Matt Welch dares to offend his ink-stained friends:
Blaming the customer is the second-to-last refuge of any crappy industry, business, or organization (the last refuge being asking for a handout on Capitol Hill). As my ex-L.A. Times colleague and current Reason magazine Contributing Editor Tim Cavanaugh has noted in our pages, the paper we both short-timed for was filled with people making jokes about whether we could just "fire our readers."
Over the recent holidays, an entire journalistic Festivus celebration of customer-blaming broke out over New Yorker finance columnist James Surowiecki's lament that, "The real problem for newspapers…isn't the Internet; it's us. We want access to everything, we want it now, and we want it for free." To extrapolate, if only us greedy human beings would realize that our very democracy was at stake, that we "are taking an active step in the formation of a country without a civic conscience," then we'd damned well volunteer to pay an unnecessary premium to keep our finest journalists in permanent six figures.
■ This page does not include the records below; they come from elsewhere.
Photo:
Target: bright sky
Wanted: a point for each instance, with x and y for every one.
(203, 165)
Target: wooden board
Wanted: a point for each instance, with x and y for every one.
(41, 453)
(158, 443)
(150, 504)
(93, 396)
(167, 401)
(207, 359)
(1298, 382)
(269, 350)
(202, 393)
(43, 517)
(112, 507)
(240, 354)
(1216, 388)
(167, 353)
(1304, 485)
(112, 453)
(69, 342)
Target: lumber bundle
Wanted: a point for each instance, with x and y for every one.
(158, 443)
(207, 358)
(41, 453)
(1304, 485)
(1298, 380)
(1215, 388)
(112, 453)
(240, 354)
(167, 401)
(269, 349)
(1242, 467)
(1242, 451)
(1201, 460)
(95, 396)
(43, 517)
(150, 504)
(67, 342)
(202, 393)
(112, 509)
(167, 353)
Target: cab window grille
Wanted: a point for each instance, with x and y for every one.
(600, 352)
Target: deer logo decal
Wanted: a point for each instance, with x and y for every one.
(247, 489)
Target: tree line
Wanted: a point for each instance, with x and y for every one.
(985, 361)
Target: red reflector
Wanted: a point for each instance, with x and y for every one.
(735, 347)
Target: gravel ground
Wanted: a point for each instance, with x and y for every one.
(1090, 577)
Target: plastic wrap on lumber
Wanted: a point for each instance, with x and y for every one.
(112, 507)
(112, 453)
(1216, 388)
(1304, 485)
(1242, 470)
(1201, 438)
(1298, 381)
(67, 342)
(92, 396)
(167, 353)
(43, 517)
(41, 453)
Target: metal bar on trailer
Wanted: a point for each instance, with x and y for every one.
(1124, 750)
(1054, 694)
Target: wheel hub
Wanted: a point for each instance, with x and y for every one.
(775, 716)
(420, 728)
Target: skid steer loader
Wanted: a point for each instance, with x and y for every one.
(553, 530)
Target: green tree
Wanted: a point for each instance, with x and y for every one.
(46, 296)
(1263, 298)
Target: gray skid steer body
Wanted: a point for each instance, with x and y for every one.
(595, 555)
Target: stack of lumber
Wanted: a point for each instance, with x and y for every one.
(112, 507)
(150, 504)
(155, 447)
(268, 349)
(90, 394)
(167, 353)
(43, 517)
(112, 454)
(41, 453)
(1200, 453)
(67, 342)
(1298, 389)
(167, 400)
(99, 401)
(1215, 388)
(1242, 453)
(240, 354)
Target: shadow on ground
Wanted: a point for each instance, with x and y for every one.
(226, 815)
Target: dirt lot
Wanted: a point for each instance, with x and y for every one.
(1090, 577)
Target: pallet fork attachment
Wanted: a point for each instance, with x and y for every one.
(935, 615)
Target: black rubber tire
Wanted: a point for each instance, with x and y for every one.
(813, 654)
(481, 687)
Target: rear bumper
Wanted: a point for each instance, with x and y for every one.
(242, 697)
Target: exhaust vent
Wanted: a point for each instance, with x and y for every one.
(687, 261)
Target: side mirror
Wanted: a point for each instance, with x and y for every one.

Sounds precisely as convincing as the argument that enlightened voters will surely agree to pay extra taxes so that political campaigns can be financed through "clean" money.
At the risk of alienating what few old newspaper pals of mine still have jobs, the industry they (and I!) so cherish, which has suffered mind-blowing valuation losses and several dozen rounds of downsizing both in personnel and column inches, is still bloated after all these years, with costs that no publisher would dream of incurring if he was starting a newspaper from scratch in 2009.